之所以要在I/O过程中加入页高速缓存这么一个缓冲层,是为了提高读取的效率,我们希望能尽量减少对磁盘的读取,而将读取放到内存中进行,所以引入页高速缓存这么一个中间层。
上面的参数中有一个filp->f_mapping,这个是一个地址空间变量,其定义如下。
/linux-2.6.11.10/include/linux/fs.h
struct address_space {
struct inode *host; /* owner: inode, block_device */
struct radix_tree_root page_tree; /* radix tree of all pages */
spinlock_t tree_lock; /* and spinlock protecting it */
unsigned int i_mmap_writable;/* count VM_SHARED mappings */
struct prio_tree_root i_mmap; /* tree of private and shared mappings */
struct list_head i_mmap_nonlinear;/*list VM_NONLINEAR mappings */
spinlock_t i_mmap_lock; /* protect tree, count, list */
unsigned int truncate_count; /* Cover race condition with truncate */
unsigned long nrpages; /* number of total pages */
pgoff_t writeback_index;/* writeback starts here */
struct address_space_operations *a_ops; /* methods */
unsigned long flags; /* error bits/gfp mask */
struct backing_dev_info *backing_dev_info; /* device readahead, etc */
spinlock_t private_lock; /* for use by the address_space */
struct list_head private_list; /* ditto */
struct address_space *assoc_mapping; /* ditto */
} __attribute__((aligned(sizeof(long))));
通过host和page_tree两个属性,一个adrees_space结构体可以将一个文件和属于它的缓存页联系起来,page_tree是struct radix_tree_root类型的,就是一颗树的根,它指向一颗基树,相应的页都存在叶子节点上,这样找页就很简单了。
在do_generic_mapping_read里,检查完基础数据后,会建立一个循环,这个循环每次读一页内容,直到读完所有内容。
首先是find_page,它会通过关联有页的基树找到相应的页,如果没找到,就跳到no_cached_page重新分配一个页插入到基树里去,如果为脏页则需要更新,如果既能找到,又不需要更新,那么直接page_ok将数据拷贝到用户态即可。
/linux-2.6.11.10/mm/filemap.c——do_generic_mapping_read
find_page:
page = find_get_page(mapping, index); //首先在页高速缓存里寻找页描述符
if (unlikely(page == NULL)) {
handle_ra_miss(mapping, &ra, index);
goto no_cached_page;
}
if (!PageUptodate(page)) //检查是否为脏页
goto page_not_up_to_date;
找到页以后开始读页,主要的重点语句是这一句
linux-2.6.11.10/mm/filemap.c——do_generic_mapping_read
readpage:
/* Start the actual read.
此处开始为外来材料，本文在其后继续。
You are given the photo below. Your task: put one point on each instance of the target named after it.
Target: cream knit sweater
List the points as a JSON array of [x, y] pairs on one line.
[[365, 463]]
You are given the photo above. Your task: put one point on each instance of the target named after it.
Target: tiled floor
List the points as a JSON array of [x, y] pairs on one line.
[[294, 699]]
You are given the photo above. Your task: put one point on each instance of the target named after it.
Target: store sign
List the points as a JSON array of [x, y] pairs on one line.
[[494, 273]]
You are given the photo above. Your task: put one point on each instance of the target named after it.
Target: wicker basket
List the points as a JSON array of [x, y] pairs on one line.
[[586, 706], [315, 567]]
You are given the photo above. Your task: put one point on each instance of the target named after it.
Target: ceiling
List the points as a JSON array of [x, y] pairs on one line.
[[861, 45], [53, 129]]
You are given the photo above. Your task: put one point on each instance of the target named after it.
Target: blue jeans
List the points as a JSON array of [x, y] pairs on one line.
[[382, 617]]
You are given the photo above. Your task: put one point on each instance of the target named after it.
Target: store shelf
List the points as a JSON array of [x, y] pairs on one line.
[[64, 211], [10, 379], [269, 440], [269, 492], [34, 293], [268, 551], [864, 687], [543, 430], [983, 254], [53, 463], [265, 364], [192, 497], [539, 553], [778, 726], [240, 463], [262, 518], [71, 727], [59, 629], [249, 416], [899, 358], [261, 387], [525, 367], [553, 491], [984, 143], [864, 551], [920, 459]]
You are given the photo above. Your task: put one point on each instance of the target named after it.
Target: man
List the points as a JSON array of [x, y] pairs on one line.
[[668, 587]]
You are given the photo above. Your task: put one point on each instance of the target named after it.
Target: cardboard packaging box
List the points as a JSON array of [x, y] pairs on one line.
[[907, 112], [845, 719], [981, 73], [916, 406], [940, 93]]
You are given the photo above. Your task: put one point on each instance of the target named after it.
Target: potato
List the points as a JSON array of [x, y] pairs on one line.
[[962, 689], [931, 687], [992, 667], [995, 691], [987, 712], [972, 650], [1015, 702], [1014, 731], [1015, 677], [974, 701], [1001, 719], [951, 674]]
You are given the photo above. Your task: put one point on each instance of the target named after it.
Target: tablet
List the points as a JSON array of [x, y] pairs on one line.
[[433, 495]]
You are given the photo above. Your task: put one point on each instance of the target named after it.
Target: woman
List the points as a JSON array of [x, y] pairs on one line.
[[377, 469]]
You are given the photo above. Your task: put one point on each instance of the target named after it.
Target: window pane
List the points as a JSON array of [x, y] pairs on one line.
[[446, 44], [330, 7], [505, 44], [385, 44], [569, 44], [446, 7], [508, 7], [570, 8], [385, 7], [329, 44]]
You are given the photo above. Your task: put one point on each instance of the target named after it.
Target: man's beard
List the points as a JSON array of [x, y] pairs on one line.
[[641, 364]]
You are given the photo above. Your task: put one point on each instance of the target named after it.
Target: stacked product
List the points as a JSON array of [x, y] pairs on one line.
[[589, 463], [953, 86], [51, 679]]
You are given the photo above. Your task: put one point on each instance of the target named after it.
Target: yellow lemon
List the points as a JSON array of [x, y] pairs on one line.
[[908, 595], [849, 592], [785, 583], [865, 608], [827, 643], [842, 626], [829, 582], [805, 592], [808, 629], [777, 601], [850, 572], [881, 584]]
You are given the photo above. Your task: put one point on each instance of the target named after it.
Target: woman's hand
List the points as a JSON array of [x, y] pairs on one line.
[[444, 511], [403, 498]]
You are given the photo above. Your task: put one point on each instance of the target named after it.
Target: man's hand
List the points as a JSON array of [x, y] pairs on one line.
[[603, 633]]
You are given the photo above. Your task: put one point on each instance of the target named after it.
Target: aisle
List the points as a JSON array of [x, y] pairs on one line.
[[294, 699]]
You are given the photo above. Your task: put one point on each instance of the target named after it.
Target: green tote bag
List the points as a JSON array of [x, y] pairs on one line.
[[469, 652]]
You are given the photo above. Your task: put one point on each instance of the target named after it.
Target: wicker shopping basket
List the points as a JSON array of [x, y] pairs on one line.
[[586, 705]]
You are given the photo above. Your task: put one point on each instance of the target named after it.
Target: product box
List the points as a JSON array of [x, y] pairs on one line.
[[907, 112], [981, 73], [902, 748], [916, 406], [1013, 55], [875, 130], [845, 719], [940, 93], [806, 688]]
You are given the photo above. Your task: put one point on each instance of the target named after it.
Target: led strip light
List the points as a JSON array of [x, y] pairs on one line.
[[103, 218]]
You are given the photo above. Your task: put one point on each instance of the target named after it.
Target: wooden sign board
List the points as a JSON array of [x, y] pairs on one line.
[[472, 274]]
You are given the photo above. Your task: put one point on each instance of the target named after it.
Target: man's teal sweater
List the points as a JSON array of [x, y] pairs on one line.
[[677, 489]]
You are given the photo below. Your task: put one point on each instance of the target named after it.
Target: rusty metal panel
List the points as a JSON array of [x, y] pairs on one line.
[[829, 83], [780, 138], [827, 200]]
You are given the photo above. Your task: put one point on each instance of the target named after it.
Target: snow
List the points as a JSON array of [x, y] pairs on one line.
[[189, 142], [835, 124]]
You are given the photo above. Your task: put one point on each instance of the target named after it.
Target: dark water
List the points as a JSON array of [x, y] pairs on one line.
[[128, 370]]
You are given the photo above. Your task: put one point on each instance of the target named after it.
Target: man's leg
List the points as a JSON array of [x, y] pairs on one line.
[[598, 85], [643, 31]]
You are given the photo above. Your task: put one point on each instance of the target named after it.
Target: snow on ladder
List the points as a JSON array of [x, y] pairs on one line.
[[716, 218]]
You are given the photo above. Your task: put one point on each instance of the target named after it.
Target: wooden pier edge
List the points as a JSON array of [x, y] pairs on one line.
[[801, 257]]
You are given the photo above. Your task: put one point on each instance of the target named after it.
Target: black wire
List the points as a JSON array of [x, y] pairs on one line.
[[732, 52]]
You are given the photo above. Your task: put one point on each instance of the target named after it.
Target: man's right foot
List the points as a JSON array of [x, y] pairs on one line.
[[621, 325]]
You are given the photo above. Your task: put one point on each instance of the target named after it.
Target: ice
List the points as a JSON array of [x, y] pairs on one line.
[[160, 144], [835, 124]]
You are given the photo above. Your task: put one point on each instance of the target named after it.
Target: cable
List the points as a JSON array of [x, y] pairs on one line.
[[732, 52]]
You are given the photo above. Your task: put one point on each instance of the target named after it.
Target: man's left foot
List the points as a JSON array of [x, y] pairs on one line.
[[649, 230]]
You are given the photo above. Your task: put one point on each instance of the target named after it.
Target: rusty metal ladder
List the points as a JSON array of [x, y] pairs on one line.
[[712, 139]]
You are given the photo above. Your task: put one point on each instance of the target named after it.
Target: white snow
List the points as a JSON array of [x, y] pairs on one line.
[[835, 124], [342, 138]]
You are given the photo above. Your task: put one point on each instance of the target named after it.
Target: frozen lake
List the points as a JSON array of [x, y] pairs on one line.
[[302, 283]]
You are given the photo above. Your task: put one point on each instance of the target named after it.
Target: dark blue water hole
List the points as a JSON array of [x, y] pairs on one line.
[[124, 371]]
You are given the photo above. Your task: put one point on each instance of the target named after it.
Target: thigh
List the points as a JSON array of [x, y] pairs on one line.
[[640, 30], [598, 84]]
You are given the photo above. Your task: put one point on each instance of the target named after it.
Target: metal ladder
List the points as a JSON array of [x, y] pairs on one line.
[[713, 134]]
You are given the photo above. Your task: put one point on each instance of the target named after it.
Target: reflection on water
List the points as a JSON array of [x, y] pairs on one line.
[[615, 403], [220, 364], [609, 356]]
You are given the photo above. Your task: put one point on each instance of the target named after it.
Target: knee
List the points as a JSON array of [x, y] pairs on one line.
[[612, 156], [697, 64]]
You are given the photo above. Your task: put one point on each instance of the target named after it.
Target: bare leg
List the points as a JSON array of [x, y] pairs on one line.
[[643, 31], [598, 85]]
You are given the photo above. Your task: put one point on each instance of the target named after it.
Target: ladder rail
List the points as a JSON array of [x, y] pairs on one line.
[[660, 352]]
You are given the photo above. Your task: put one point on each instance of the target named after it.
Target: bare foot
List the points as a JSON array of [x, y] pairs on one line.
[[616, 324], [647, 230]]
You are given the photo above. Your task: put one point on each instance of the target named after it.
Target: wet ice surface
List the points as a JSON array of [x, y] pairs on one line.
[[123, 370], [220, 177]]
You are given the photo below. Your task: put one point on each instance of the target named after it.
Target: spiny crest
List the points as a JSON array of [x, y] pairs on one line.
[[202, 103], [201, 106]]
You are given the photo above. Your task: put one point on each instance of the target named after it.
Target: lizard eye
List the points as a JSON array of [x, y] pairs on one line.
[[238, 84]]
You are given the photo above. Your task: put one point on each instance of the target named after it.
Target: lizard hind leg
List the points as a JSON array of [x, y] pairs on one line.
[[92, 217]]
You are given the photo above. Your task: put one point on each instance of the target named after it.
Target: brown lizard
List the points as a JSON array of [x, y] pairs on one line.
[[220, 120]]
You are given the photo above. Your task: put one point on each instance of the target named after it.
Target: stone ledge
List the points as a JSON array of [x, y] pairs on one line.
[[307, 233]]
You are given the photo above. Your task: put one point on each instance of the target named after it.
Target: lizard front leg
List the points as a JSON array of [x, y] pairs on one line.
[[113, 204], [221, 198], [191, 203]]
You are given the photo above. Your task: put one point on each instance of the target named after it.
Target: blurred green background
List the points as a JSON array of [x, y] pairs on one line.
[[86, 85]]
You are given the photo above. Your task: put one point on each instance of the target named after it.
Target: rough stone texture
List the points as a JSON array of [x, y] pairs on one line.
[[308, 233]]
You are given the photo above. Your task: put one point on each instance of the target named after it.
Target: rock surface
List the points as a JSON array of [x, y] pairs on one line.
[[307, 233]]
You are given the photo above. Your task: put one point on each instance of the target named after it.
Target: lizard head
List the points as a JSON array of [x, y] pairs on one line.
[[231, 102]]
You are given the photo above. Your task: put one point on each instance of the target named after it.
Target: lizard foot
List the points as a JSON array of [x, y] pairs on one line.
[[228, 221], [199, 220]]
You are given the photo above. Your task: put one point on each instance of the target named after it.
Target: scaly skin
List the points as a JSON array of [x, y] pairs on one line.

The read will unlock the page. */
error = mapping->a_ops->readpage(filp, page);
if (unlikely(error))
goto readpage_error;
if (!PageUptodate(page)) {
lock_page(page);
if (!PageUptodate(page)) {
if (page->mapping == NULL) {
/*
* invalidate_inode_pages got it
*/
unlock_page(page);
page_cache_release(page);
goto find_page;
}
unlock_page(page);
error = -EIO;
goto readpage_error;
}
unlock_page(page);
}
/*
* i_size must be checked after we have done ->readpage.
*
* Checking i_size after the readpage allows us to calculate
* the correct value for "nr", which means the zero-filled
* part of the page is not copied back to userspace (unless
* another truncate extends the file - this is desired though).
*/
isize = i_size_read(inode);
end_index = (isize - 1) >> PAGE_CACHE_SHIFT;
if (unlikely(!isize || index > end_index)) {
page_cache_release(page);
goto out;
}
/* nr is the maximum number of bytes to copy from this page */
nr = PAGE_CACHE_SIZE;
if (index == end_index) {
nr = ((isize - 1) & ~PAGE_CACHE_MASK) + 1;
if (nr <= offset) {
page_cache_release(page);
goto out;
}
}
nr = nr - offset;
goto page_ok;
这里又出现了一个回调函数,又调用了相关文件系统的相关函数,我们可以找到ext2的a_ops定义如下:
/linux-2.6.11.10/fs/ext2/inode.c
struct address_space_operations ext2_aops = {
.readpage = ext2_readpage,
.readpages = ext2_readpages,
.writepage = ext2_writepage,
.sync_page = block_sync_page,
.prepare_write = ext2_prepare_write,
.commit_write = generic_commit_write,
.bmap = ext2_bmap,
.direct_IO = ext2_direct_IO,
.writepages = ext2_writepages,
};
再找到ext2_readpage开始我们的读页操作。
/linux-2.6.11.10/fs/ext2/inode.c
static int ext2_readpage(struct file *file, struct page *page)
{
return mpage_readpage(page, ext2_get_block);
}
这里它又继续调用了一个通用例程mapge_readpage,导入了页地址以及ext2的数据块寻址函数。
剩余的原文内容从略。